EDUC: Education level, in four categories: < High school=1 & High school =2 & >High school=3 & Unclassified=999
INC(%): Annual family income, in three categories: < 20000 USD=1 & ≥20000 USD=2 & Unclassified=999.
ASTHMA (%): Asthma status, in three categories: yes=1 & no=0 & Unclassified=999.
DIABETES(%): Diabetes status, in three categories: yes=1 & no=0 & Unclassified=999.
CHF(%): Chronic heart failure (Congestive heart failure) status, in three categories: yes=1 & no=0 & Unclassified=999.
CHD(%): Coronary heart disease status, in three categories: yes=1 & no=0 & Unclassified=999.
STROKE(%): Stroke status, in three categories: yes=1 & no=0 & Unclassified=999.
COPD(%): Chronic obstructive pulmonary disease status, in three categories: yes=1 & no=0 & Unclassified=999.
LUNGCANCER(%): Lung cancer status, in three categories: yes=1 & no=0 & Unclassified=999.
SMOKER(%): Smoking status, Smokers (Yes)=1 & Non-smokers (No)=0 & Unclassified=999.

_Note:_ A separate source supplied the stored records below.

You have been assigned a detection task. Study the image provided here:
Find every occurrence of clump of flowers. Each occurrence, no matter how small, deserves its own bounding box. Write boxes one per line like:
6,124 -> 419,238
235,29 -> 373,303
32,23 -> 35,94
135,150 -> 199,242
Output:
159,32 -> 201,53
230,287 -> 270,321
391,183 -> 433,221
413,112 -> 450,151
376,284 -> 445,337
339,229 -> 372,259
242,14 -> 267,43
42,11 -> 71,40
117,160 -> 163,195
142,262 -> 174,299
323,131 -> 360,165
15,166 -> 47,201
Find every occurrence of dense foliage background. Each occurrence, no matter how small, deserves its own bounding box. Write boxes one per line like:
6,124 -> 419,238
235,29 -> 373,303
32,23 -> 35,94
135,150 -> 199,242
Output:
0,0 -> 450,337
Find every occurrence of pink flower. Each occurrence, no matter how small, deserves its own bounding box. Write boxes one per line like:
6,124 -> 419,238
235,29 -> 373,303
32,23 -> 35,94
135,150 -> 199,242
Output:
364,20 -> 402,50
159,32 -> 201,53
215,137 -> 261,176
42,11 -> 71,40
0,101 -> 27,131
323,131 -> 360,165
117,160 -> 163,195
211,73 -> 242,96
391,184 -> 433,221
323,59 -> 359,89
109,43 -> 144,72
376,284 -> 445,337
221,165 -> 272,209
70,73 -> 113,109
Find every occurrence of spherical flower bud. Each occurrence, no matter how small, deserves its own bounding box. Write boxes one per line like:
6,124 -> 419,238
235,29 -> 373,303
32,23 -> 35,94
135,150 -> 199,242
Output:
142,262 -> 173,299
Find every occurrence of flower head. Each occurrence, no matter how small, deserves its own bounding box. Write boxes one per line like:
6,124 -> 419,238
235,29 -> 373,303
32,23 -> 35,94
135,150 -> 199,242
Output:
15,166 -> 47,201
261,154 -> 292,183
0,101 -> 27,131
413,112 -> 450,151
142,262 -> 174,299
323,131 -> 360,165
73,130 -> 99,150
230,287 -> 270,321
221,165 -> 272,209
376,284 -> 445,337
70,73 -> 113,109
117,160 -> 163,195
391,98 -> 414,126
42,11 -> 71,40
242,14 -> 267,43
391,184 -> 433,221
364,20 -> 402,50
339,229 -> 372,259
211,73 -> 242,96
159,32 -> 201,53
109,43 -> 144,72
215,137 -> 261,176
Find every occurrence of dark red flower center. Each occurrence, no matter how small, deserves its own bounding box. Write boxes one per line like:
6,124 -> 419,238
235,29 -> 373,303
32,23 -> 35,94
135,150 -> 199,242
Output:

SMOKER QUITTIME(%): Smoking cessation duration, in three categories: ≤ 10 years=0 & >10 years=1 & Unclassified=999.
EMPHYSEMA(%): Emphysema status, in three categories: yes=1 & no=0 & Unclassified=999.

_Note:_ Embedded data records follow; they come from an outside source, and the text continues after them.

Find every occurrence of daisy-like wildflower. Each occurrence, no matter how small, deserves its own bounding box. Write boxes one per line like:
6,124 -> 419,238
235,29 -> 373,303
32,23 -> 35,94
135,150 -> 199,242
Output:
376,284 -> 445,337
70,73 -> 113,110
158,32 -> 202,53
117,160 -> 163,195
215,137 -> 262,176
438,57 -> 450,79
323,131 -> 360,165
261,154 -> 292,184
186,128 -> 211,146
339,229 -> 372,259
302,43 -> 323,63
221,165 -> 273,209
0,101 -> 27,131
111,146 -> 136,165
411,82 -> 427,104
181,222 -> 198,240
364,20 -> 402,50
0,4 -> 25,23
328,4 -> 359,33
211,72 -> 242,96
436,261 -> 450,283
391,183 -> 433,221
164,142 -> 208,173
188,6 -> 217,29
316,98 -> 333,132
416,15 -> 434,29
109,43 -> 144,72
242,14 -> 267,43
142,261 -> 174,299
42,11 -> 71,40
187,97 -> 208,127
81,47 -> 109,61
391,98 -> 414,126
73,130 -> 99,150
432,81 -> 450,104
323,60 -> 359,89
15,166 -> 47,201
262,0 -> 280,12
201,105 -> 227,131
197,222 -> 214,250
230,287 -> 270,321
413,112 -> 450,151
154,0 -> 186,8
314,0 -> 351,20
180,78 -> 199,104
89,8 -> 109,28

CHRONICBRONCHITIS(%): Chronic bronchitis status, in three categories: yes=1 & no=0 & Unclassified=999.
WT: Sampling weight, the final weights obtained after analysis. As three cycles of NHANES data were included, the sample weight (WTMEC6YR) was calculated as WTMEC6YR=WTMEC2YR × 1/3 following NHANES recommendations.
Code/software
Statistical analysis was performed using Stata software (version 17).
Sharing/Access information
The data we used could all be obtained through the NHANES database website.
All indirect identifiable categories were anonymized to protect the identity of participants.
The data analyzed in this study are from the National Health and Nutrition Examination Survey (NHANES), which are publicly available and can be downloaded from the NHANES website: http://www.cdc.gov/nchs/nhanes.htm
We obtained data from the NHANES database website for the three cycles of 2013-2014, 2015-2016, and 2017-2018. Data analysis, including baseline characteristic distribution, weighted multivariable logistic regression models, and subgroup analysis, was conducted using StataMP17.0.